AI Is Entering Organisations from the Bottom Up

For some, artificial intelligence (AI) is the latest technological trend. For others, it is simply another buzzword. But for many employees, AI has already become an integral part of everyday work. People use AI to draft emails, summarise information, translate texts, analyse data, and automate routine tasks. In itself, this is not a problem. What is concerning, however, is how organisations approach security. A recent study by Helmes Latvia found that 43% of employees in Latvia use free AI tools of their own choosing at work, while only 7% use paid AI solutions provided by their employer.

Employees Are Finding Their Own Solutions

A similar pattern can be seen across the Baltic States. In Estonia, 32% of employees use self-selected free AI tools, while only 6% use company-provided paid solutions. In Lithuania, 47% rely on free AI tools they have chosen themselves, whereas just 6% use paid tools supplied by their employer. These figures clearly show that AI is entering organisations from the bottom up. In many cases, companies are not introducing AI through a structured strategy or governance framework. Instead, employees independently discover useful tools and begin incorporating them into their daily work. This demonstrates people's ability to adapt quickly to new technologies and their desire to work more efficiently. At the same time, it creates significant risks related to security, data protection, and governance.

Cutting Costs Today May Cost More Tomorrow

Many organisations are still reluctant to invest in AI training, develop clear guidelines for AI usage, or purchase paid versions of the tools their employees actually need. The old saying, “buy cheap, buy twice”, applies perfectly here. The real cost is not the software licence itself but the potential consequences of uncontrolled AI use. This does not mean organisations should rush to purchase every available AI solution simply because it exists. AI should not be adopted for its own sake. Instead, business leaders should work closely with employees to understand how AI is already being used and where it genuinely adds value. By analysing which tools employees rely on in their daily work, organisations can make informed, evidence-based decisions about where investments will deliver the greatest return.

Using AI Without Considering the Consequences

Free AI tools are often used spontaneously. An employee opens a website, pastes company information into a chatbot, and receives the desired result. But this raises several important questions: Where does that information go? Is it stored? Could it be used to train future AI models? Does the organisation even know what kind of data its employees are entering into external AI platforms?

Many people do not perceive AI tools as a potential cybersecurity risk. They seem no different from search engines or office software. The critical difference, however, is that users often enter information into AI systems that they would never intentionally upload to a public platform, including customer data, contract excerpts, financial information, internal documents, or elements of business strategy. This has created a paradox within many organisations: AI adoption is accelerating rapidly, while security policies and employee awareness are struggling to keep pace. Our research found that only 8% of workplaces in Latvia have clearly defined AI usage policies accompanied by employee training. The figure is 6% in Estonia and just 5% in Lithuania. In other words, AI is being used in the vast majority of organisations without a consistent governance framework or clearly defined boundaries.

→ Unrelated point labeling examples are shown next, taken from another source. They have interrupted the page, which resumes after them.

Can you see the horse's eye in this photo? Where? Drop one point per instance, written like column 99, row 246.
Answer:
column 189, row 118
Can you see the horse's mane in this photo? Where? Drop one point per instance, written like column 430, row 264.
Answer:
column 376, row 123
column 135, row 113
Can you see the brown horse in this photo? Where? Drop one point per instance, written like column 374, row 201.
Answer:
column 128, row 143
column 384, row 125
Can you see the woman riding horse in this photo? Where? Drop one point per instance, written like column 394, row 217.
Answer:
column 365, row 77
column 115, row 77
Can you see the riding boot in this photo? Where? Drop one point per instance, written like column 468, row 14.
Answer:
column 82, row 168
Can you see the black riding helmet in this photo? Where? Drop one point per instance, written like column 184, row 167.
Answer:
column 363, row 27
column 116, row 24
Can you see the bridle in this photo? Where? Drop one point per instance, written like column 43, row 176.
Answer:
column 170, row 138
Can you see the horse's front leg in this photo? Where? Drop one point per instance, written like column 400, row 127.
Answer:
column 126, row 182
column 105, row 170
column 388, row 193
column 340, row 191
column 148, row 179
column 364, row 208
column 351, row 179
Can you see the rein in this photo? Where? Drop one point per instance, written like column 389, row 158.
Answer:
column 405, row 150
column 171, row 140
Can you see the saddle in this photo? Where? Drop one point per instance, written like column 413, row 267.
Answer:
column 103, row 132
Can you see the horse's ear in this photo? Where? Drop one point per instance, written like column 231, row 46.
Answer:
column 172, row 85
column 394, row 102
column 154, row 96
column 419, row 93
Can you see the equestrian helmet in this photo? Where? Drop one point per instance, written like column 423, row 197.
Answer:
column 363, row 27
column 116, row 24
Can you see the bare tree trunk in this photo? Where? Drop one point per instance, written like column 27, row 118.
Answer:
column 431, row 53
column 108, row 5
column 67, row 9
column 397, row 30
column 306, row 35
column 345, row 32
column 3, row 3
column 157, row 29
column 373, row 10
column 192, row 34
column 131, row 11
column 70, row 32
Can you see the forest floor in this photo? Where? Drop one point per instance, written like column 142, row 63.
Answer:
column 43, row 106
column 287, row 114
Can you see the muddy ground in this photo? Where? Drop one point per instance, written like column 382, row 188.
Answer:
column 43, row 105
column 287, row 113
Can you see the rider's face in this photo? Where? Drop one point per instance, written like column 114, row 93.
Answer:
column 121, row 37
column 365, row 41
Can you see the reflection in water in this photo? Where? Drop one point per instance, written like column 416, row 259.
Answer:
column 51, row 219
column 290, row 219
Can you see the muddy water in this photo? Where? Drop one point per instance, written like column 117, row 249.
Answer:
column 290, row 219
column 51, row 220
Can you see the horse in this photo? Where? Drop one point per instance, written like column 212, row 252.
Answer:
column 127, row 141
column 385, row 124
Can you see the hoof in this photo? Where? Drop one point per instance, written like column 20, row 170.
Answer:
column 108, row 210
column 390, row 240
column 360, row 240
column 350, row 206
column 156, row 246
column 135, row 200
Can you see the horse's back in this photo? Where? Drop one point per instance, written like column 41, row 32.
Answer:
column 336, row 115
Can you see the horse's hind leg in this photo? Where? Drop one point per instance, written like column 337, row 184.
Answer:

People Remain the Greatest Security Risk

Paid AI solutions do not guarantee complete security. However, enterprise-managed platforms typically provide stronger controls, including better data protection, centralised access management, stricter privacy settings, and compliance with higher security standards. Even the most secure technology, however, becomes vulnerable if employees do not know how to use it responsibly. Cybersecurity professionals have long recognised that people represent the greatest security risk, and in the age of AI, this observation is more relevant than ever. This does not mean employees deliberately act irresponsibly. The challenge is that AI technologies are evolving much faster than organisations can establish governance frameworks, develop internal policies, and train their workforce. Over the coming years, the defining question will not simply be whether organisations use AI, but whether they use it safely, responsibly, and strategically.

Organisations need clear AI policies, practical guidelines, regular employee training, and a shared understanding of what information may - and may not - be entered into external AI tools. Without these foundations, businesses risk data breaches, reputational damage, and a workplace where AI adoption develops in a fragmented and uncontrolled manner.